My heartbeat picks up in speed. “There’s an entertainment room?”
And computers?
“Yeah.” He stares at me, amused. “It’s hard to miss it when you’re in group therapy right next to it.” His grin widens. “Oh, wait. You haven’t attended group therapy yet, right? I haven’t seen you.”
I ignore his remark as my mind keeps circling around the most important thing. “Do they have WiFi?” I ask breathlessly.
“No. No Internet, if that’s what you were hoping for. You’re not supposed to have any contact with the outside world.”
The air swooshes right out of my lungs in a sigh of defeat. “The whole rehab thing sucks. No phones, no Internet. We’re basically cut off from civilization. Can they even do that? I mean, even prisons have Internet.
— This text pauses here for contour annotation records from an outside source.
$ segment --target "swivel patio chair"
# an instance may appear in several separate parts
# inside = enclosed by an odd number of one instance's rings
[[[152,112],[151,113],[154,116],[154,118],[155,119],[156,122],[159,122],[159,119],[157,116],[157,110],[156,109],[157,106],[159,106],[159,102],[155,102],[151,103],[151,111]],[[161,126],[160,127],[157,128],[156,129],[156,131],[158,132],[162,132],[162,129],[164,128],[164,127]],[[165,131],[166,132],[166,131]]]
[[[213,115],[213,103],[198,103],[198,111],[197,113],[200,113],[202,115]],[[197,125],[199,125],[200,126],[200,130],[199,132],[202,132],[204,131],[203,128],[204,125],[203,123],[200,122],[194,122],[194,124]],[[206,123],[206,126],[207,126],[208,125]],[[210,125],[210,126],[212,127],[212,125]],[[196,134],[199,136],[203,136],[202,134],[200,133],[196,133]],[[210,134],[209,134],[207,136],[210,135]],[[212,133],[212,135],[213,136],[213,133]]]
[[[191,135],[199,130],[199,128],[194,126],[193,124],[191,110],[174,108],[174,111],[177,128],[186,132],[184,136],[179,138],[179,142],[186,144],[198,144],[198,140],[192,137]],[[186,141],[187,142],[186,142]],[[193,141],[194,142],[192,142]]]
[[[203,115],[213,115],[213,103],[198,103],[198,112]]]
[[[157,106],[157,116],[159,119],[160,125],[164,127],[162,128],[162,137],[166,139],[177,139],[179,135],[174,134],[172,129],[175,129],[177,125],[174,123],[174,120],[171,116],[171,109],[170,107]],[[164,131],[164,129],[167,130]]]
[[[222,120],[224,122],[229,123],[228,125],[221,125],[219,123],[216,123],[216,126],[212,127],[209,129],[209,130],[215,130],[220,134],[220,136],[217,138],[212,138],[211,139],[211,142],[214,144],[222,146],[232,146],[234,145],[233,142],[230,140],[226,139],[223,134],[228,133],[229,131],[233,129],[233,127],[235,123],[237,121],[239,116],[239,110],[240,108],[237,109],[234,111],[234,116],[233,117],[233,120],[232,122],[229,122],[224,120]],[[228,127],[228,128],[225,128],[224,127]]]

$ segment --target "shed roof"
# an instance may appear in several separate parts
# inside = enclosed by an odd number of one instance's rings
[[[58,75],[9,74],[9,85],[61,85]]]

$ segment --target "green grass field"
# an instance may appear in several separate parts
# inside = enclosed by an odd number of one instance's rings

I feel like I’m trapped in the Middle Ages…” My voice trails off.
“Yeah, but with better food and medical care,” Kade says.
I can’t help the feeling that he’s not really taking me seriously.
“Whatever,” I mutter. “I’m so sick of being here. There’s nothing to do. There aren’t even good books in the library.”
“Is that where you’ve been hiding from me?”
His question sounds like a statement.
His remark is spot on, and definitely the kind of conversation I want him to drop. Ignoring his rhetorical question, I turn away.
“Look.” He lets out a long breath. “Now, I don’t do this for everyone, but I think I have what you need.”
I turn back to him. “What do you mean?”
His hand squeezes inside his pocket. My eyes widen as he pulls out a tiny phone. “You can use it to get online.”
“You have a phone?” I stare at him, almost choking on my words.
“As you can see, I do.”
Wow.
This is my chance. Who would have thought the insufferable guy would turn out to be my lifesaver?